物理学院学术论坛（第十一讲）：Towards an understanding of strongly correlated electronic systems using Quantum Chemistry methods
Towards an understanding of strongly correlated electronic systems using Quantum Chemistry methods
Director, Max Planck Institute for Solid State Research
Professor, University of Cambridge
The electronic structure of strongly correlated electronic matter is both of great fascination as well as scientic relevance. Unfortunately becasue of the sheer exponential complexity of quantum mechanics of many-electrons systems, there is no general solution to the problem, and specific algorithms needs to be devised which can exploit a particular aspect of the physics of such systems. Systems with geometrically frustrated and anitferromagentically coupled electrons pose particular challenges due to tiny spin gaps. The speaker will outline a novel formulation of spin-adapted quantum Monte Carlo which can handle such systems, and show how this formulation enables not only highly accurate energies, but even more importantly, insight into the electronic structure of frustrated quantum anti-ferromagnets.
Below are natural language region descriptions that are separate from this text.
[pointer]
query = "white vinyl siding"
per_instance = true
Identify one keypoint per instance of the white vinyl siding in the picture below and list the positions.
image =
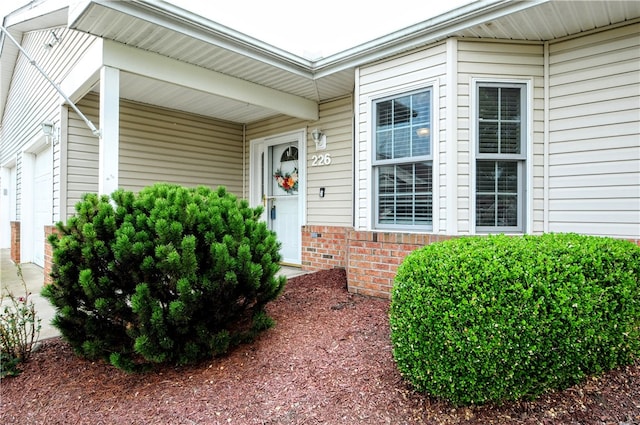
(406, 73)
(501, 62)
(159, 145)
(156, 145)
(403, 161)
(594, 149)
(336, 121)
(32, 100)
Ali Alavi is Max Planck Director at the Institute for Solid State Research in Stuttgart, Germany. He is also Professor of Theoretical Chemistry at Cambridge University, a position that he holds only part-time since 2014. He studied Natural Science at Cambridge, followed by a Ph.D. in 1990 in theoretical chemistry from Cambridge, working on classical molecular dynamics of molecules adsorbed on surfaces. He subsequently did postdoc work at the FOM institute for Atomic and Molecular Physics in Amsterdam, before returning to Cambridge as a Junior Fellow in 1993. He was appointed to a Lectureship at Queen's University Belfast in 1995, in the School of Maths and Physics. He returned to Cambridge in 2000 to a University Lectureship in the Chemistry department. His interests are in method development, and he has been working in quantum chemistry since about 2003. He invented the FCIQMC technique in 2009, as a combination quantum Monte Carlo and quantum chemistry. His work generally tries to combine basic ideas from different subfields of quantum chemistry and physics, and he often goes back to the very earliest works in seeking new ideas.